Scotland's education minister has announced a series of major reforms of the secondary school system.
The minister said he wanted to give pupils more exciting options
Peter Peacock said the plans, which include a review of Standard Grades and more emphasis on numeracy and literacy, were geared to encouraging excellence.
The minister said he wanted to give pupils more "exciting" options and answer parents' calls for more choice for their children.
He also promised new leadership training for head teachers.
The minister said he would implement a new Excellence Standard for the top performing schools.
Schools which demonstrated a determination to improve and to provide more opportunities for their pupils could apply to become Schools of Ambition and Mr Peacock said £8m would be set aside each year for the programme.
The minister said he had accepted the recommendations of the first phase of the curriculum review and announced a new three to 18 curriculum.
There would be more emphasis on literacy and numeracy and more time allocated to pupils to study Highers.

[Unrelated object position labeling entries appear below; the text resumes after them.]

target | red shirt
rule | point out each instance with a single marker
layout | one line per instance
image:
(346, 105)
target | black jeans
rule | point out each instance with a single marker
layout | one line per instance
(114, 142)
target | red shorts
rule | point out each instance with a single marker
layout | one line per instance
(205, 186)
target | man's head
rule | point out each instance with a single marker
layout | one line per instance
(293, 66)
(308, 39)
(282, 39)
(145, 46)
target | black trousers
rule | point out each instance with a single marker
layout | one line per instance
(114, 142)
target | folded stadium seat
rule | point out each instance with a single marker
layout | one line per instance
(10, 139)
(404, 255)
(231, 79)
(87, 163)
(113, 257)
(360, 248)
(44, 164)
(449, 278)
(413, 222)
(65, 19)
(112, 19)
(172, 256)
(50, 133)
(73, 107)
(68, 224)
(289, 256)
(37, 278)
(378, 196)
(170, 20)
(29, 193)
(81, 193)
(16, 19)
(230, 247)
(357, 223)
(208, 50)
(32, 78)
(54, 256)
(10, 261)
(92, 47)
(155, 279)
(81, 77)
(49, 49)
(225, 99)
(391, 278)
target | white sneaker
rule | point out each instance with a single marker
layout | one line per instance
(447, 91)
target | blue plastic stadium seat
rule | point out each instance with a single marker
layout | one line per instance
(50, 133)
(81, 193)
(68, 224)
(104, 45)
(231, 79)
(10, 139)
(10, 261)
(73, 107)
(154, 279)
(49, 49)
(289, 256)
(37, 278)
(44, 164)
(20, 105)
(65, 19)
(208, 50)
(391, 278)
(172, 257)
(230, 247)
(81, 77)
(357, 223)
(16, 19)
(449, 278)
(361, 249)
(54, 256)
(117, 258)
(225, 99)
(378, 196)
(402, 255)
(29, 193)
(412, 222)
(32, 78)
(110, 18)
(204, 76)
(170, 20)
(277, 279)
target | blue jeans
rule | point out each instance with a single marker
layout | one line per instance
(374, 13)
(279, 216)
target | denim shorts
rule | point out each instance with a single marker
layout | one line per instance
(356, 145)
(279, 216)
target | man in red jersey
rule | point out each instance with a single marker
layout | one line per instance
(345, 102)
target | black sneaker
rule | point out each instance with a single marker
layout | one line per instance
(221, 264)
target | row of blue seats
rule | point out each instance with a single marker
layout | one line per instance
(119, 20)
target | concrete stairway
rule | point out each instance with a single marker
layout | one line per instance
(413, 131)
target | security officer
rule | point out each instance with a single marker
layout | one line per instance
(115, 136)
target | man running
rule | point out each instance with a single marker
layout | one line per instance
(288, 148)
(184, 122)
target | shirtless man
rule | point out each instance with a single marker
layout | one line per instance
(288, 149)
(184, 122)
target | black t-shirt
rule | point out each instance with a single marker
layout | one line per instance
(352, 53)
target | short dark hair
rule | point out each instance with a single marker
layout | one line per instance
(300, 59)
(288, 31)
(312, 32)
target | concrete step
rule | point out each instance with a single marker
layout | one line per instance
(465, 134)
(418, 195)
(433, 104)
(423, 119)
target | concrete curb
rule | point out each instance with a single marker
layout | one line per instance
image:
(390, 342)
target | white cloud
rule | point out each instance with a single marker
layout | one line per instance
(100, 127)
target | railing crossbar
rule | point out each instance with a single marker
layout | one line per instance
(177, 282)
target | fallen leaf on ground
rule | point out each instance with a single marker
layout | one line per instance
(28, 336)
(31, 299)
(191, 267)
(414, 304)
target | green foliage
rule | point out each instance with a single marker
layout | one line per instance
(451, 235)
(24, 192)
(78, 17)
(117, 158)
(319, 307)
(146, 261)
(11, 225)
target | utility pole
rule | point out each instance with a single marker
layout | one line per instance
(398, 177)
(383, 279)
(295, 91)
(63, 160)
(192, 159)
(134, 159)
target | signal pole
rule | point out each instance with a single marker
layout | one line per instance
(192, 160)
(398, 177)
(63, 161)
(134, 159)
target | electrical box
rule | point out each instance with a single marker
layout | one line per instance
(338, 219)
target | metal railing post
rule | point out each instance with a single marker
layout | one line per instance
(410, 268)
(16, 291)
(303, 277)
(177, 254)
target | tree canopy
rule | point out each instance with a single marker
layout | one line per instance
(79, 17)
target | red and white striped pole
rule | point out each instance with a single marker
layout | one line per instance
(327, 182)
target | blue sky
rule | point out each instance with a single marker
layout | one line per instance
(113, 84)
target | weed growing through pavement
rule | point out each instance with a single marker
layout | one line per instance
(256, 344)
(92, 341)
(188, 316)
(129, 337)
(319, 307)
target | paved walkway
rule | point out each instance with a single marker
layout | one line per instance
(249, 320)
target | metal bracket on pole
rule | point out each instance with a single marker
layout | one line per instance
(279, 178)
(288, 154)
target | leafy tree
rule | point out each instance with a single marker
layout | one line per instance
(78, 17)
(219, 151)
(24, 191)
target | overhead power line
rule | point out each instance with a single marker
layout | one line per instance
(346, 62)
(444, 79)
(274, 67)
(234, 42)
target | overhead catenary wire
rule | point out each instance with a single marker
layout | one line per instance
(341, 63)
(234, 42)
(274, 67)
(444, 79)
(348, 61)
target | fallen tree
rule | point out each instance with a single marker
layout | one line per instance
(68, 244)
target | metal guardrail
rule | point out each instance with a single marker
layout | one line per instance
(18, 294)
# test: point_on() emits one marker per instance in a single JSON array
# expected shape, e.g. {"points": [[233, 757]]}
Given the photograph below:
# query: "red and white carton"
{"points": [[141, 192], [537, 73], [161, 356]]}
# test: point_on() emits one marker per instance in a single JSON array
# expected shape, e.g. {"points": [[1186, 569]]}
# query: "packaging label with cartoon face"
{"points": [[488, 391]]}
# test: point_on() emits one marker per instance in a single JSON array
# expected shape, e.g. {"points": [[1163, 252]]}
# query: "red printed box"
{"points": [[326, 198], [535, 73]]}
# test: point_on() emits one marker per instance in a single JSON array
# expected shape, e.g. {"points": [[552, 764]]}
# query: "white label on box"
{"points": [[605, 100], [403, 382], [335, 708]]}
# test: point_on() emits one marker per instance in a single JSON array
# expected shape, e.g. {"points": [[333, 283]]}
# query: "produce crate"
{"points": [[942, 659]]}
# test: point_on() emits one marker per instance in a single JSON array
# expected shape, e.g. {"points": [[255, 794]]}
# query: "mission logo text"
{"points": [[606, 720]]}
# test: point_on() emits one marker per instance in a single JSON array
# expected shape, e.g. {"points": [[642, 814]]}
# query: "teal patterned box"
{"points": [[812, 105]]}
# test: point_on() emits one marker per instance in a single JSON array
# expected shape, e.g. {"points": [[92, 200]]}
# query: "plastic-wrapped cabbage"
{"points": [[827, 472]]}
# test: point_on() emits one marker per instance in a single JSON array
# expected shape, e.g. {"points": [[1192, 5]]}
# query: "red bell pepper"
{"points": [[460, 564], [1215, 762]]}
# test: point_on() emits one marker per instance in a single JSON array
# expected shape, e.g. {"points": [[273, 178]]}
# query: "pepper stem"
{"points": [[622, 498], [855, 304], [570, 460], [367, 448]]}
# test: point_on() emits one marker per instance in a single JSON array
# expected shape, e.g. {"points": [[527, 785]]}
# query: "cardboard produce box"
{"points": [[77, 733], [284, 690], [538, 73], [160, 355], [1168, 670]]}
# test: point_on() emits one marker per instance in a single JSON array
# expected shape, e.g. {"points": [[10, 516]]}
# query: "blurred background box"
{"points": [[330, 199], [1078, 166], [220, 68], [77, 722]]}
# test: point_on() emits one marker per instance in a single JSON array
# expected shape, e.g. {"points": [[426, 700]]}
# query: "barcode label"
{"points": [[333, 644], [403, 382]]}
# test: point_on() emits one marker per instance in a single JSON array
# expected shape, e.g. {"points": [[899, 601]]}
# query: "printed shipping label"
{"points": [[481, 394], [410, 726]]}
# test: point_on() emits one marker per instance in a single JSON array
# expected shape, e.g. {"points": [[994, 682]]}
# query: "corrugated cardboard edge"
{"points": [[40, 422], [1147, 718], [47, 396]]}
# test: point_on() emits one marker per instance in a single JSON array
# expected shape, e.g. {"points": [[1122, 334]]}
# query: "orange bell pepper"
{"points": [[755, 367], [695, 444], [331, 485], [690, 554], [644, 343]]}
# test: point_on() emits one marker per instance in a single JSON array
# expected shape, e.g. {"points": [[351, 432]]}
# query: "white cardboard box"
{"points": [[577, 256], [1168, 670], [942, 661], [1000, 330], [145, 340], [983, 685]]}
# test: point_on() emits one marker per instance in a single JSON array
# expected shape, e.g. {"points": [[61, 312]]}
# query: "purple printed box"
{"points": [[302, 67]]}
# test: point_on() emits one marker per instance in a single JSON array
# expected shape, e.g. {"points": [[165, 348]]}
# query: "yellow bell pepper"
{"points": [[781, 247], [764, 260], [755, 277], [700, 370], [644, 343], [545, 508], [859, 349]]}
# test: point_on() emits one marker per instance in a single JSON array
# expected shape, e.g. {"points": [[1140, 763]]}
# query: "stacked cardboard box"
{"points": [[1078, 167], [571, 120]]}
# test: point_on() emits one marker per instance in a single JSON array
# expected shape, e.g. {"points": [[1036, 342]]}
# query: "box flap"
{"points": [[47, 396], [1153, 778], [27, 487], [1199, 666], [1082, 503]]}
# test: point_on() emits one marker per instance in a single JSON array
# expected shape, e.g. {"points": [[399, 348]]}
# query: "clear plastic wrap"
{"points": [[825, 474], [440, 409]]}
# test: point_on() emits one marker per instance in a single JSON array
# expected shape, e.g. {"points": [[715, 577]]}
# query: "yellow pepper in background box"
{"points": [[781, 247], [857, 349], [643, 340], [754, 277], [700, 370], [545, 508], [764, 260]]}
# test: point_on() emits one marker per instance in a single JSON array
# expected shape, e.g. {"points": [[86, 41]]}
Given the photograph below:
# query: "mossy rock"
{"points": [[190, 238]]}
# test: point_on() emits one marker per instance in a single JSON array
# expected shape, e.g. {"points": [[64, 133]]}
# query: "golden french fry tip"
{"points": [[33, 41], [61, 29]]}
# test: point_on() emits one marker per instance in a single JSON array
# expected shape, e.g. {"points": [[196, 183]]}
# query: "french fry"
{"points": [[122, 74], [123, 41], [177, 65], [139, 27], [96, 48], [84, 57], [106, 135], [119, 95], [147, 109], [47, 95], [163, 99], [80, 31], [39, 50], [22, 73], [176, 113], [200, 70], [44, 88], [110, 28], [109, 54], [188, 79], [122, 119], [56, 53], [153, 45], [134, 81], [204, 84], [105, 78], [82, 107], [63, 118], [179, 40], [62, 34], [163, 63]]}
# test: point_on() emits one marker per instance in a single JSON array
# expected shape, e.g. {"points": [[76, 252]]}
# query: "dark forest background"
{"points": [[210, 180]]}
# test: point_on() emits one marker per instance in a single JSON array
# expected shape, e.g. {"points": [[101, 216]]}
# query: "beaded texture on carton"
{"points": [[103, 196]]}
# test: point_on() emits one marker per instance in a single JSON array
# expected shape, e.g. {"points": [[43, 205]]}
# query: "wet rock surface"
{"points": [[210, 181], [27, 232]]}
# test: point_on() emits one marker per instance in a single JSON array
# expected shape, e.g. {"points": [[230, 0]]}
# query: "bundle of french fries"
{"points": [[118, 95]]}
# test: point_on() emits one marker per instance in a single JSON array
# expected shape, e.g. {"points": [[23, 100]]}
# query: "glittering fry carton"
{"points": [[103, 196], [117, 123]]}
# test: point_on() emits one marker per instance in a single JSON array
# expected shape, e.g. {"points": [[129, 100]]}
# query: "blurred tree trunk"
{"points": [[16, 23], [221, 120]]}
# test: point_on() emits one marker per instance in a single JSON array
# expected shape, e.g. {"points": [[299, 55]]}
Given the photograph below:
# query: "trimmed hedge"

"Age and Stage" regulations on exams would be abolished, making it easier for pupils to sit exams earlier.
The minister promised more vocational training in Skills for Work courses and further devolved management, making it easier for head teachers to make decisions on spending.
Mr Peacock said that millionaire Tom Hunter's charitable foundation was backing a new Leadership Academy for head teachers.
Speaking at Gracemount High School in Edinburgh, Mr Peacock said: "This package, the most comprehensive modernisation programme in our schools for a generation, is about immediate action to deliver improvement.
"Action that will deliver a more exciting education for pupils; action for parents who want their children to have more choice; action to give teachers and headteachers more freedoms; action for the economy by giving employers and young people the skills they need."
Graham Donaldson, senior chief inspector of schools, welcomed proposals for a new inspections programme and the Excellence Standard.
Mr Peacock confirmed that the Standard Grade system was being reviewed with the aim of simplifying the exams structure and a decision on its future would be made by 2007.
'Good for employers'
New Intermediate exams could take their place.
Plans to replace the unofficial five to 14 guidelines with a new flexible course covering education from five to 18 years of age were outlined.
CBI Scotland director Iain McMillan, a member of the curriculum review group, said the new three to 18 curriculum would benefit children.
He said: "Implementing the new curriculum will mean that young people are far more stimulated by what and how they learn, their interest will be retained and they will get much more from their education.
"This is good for young people but also for employers, particularly as some time in the new curriculum will be freed up to learn about the world of work and enterprise."